第十二章



次の瞬間。

「──────」

ただの声とも音とも判別付かないそれが波紋となり遥か彼方まで鳴り響いて。眩いばかりの光の群れが長く尾を引きながらそれぞれがまるで別の生き物であるかのように畝り、交差して──地上で立ち竦むばかりの戦士たちに突撃する。


それは。

あまりにも呆気ない結末で。


希望は取り払われたかのように思われた。


「……!」

ダークウルフはそろそろと瞼を押し開いて。

その光景を目に。……愕然と見開く。

「お、お前ら……なんで……」


襲いかかってきた光を食い止めていたのは。

何処の誰よりも正義を謳う──


「勘違いッ……」

右肩を左手で庇いながら跪く姿勢だったダークルイージは先程まで戦っていたパックマンがドット状の壁を生成して光の侵攻を防ぐ姿に目を見張った。

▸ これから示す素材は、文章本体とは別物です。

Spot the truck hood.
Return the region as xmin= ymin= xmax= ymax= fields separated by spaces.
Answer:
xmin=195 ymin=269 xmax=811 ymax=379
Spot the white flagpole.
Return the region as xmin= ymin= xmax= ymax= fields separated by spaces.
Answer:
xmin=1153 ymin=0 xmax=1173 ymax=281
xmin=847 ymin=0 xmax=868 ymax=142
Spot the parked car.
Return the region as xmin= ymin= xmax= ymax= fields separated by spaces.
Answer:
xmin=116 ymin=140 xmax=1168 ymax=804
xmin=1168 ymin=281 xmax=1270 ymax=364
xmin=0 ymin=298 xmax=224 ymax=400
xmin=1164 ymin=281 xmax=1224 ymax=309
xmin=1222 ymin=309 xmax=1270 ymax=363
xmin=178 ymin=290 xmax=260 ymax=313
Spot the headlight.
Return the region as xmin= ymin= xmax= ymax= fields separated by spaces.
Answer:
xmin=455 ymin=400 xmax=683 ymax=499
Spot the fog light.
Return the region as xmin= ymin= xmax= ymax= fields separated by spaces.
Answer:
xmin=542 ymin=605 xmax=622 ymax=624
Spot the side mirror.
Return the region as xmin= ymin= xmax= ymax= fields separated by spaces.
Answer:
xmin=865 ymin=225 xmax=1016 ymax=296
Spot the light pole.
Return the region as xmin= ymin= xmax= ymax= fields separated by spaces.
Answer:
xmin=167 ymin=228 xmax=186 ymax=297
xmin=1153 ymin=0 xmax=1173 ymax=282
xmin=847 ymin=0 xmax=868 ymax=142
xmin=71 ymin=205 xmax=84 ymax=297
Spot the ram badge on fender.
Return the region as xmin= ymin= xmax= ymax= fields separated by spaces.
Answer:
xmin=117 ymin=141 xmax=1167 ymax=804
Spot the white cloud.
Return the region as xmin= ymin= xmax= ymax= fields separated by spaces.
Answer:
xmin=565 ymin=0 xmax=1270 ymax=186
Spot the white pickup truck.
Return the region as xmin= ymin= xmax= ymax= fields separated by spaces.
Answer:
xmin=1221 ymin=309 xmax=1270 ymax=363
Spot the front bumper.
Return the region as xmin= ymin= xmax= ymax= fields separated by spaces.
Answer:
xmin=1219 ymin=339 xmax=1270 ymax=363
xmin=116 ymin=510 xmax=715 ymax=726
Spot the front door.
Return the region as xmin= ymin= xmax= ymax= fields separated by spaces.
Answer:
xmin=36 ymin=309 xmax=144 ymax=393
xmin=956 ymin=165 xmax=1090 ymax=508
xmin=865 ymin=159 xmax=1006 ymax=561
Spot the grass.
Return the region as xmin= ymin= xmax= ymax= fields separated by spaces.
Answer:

「管理下の命令、及び隊長の指示だからっ……仕方なく、なんだからなっ!」

そうして食い止めているのは彼だけではない。

「……くふふ」

ダークミュウツーは笑う。

「こんな未来までは……視えなかったなぁ……」

青いビームを展開した神剣モナドを構えて光を押し返すべく踏み堪えるシュルクを前に恍惚と目を細めながら。両手の指を組んで頬に擦り寄せじっと見つめるのだから懸命に対抗している側のシュルクにはたまらない。

「くぅ……っ!」

光の猛攻に押し切られそうになるも。

「はっ!」

不意に一太刀で両断されて光が途切れた。

「油断するな。シュルク」

危機を察知し加勢に参じたクラウドが愛剣バスターソードを振るい隣に降り立つ。

「助かったよクラウド」

背中合わせとなりそれぞれの剣を構えて──

「本当に」

地面を蹴り出す。

「不本意だよ、こんなことっ!」


光が粒子となって消え失せればエネルギー砲を放つことで対抗していたロックマンは短く息をついた。尚も状況を理解できず呆気に取られたままでいるダークウルフの腕の中で少年が咳き込めば静かに瞼を伏せた後でおもむろに視線を遣る。

「……貴方も悪い人だ」

少年は笑った。

「は、……子は親に似るっつーだろ……?」


次の瞬間である。


「、な」

ダークウルフが声を漏らしたのも無理もない。

少年の周囲にブロックノイズを模した青白い光がぽつぽつと浮かんだかと思うと、まるで糸を縫うかのように傷口がみるみる内に内側から修復されて──最終的に跡形もなく塞がったのだ。

「神様ってェのは」

少年は先程よりか通る声で呟く。